Tue, May 21, 2013, Rajab ul murajjab 10, 1434 A.H. : Last updated 2 hours ago
 
 
Group Chairman: Mir Javed Rahman

Editor-in-Chief: Mir Shakil-ur-Rahman
 
 
 
 
 
 
Monday, June 25, 2012
From Print Edition
 
 

 

The doctors strike will be in its eighth day by the time these words are read. About 15,000 patients have been denied treatment in the Outpatient Departments (OPDs) in Lahore alone and another 35,000 in hospitals, basic health units and rural health centres across the province — and there is no end to the strike in sight. Chief Minister Shahbaz Sharif has weighed in saying that the doctors belong to a sacred profession — reminding them perhaps of their Hippocratic Oath — and that they have a duty to serve humanity no matter what the circumstances. Speaking from his camp office at the Minar-e-Pakistan he talked at length about the need for ‘equilibrium’ between doctors’ rights and duties. Ongoing talks between the Young Doctors Association (YDA), the Punjab government and various health organisations have failed again to make any progress and much of the population of Punjab — the poorest part of the population — is denied health care at the point of need.

 

There are two sides to every story and doctors do not go on strike over trifling matters.

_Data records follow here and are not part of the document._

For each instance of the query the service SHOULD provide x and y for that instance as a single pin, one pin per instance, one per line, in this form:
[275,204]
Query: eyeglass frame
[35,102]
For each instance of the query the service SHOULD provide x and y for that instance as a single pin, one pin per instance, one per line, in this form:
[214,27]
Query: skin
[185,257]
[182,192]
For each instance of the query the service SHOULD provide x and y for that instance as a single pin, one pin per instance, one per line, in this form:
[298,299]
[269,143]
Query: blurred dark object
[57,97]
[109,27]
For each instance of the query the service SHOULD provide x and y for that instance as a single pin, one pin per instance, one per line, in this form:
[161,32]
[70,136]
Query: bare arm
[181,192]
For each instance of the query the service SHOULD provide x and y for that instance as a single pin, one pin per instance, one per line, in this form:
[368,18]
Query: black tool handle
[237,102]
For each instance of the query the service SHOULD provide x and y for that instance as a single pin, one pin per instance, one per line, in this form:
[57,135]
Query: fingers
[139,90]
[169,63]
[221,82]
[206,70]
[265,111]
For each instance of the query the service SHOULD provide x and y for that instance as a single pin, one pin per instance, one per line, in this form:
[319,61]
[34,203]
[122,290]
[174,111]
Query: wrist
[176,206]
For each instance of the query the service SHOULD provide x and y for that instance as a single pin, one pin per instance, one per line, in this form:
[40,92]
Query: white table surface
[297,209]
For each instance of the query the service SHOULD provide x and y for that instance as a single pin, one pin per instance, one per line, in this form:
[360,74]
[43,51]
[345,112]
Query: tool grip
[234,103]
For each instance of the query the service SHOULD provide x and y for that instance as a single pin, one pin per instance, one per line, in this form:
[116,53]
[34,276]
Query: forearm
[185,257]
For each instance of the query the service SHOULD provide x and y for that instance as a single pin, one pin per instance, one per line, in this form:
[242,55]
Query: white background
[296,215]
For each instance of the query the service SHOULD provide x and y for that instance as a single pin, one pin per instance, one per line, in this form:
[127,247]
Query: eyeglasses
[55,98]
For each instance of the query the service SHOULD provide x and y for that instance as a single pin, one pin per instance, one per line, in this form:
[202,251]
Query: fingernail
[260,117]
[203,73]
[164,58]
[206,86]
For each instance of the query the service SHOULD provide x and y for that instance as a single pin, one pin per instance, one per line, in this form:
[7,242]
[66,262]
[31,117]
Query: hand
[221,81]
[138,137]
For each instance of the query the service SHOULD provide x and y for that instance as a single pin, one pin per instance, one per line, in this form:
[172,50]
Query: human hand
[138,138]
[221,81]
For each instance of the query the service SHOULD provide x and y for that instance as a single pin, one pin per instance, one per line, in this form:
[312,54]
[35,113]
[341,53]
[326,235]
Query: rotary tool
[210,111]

The dispute that has given rise to the strike centres on terms and conditions of service. The YDA said on Saturday that the government of Punjab has a budget of Rs17 billion for the building of new hospitals and medical colleges across the province, but that there is nothing to support the service structure or salary package for young doctors in the budget. The YDA claimed that doctors were the most underpaid professionals nationally, and that their salaries were significantly below that of neighbouring countries. It further complained that the Punjab government was misrepresenting the case by saying that the reverse was true, and that doctors were in fact the most highly paid of professionals. Payment of public-sector employees is often delayed or is below that which is agreed between employer and employee — and doctors are no less victims of a culture of ‘delayed payment’ that is rife across the country than are nurses or lady health workers in rural areas — groups which have struck in recent times for lack of pay and poor conditions of service. Grand building schemes are all very well, but a hospital is merely a political decoration piece if there are no doctors to man it. A balance needs to be struck between new construction and medical staffing, and there is an urgent need for some joined-up thinking about primary health care delivery. At the height of summer, when people may already be weakened by the heat and poor nutrition, denial of medical services is inevitably going to lead to needless death or injury. Both sides in this dispute need to take a dose of pragmatism before the wounds they are inflicting on a vulnerable population become terminal.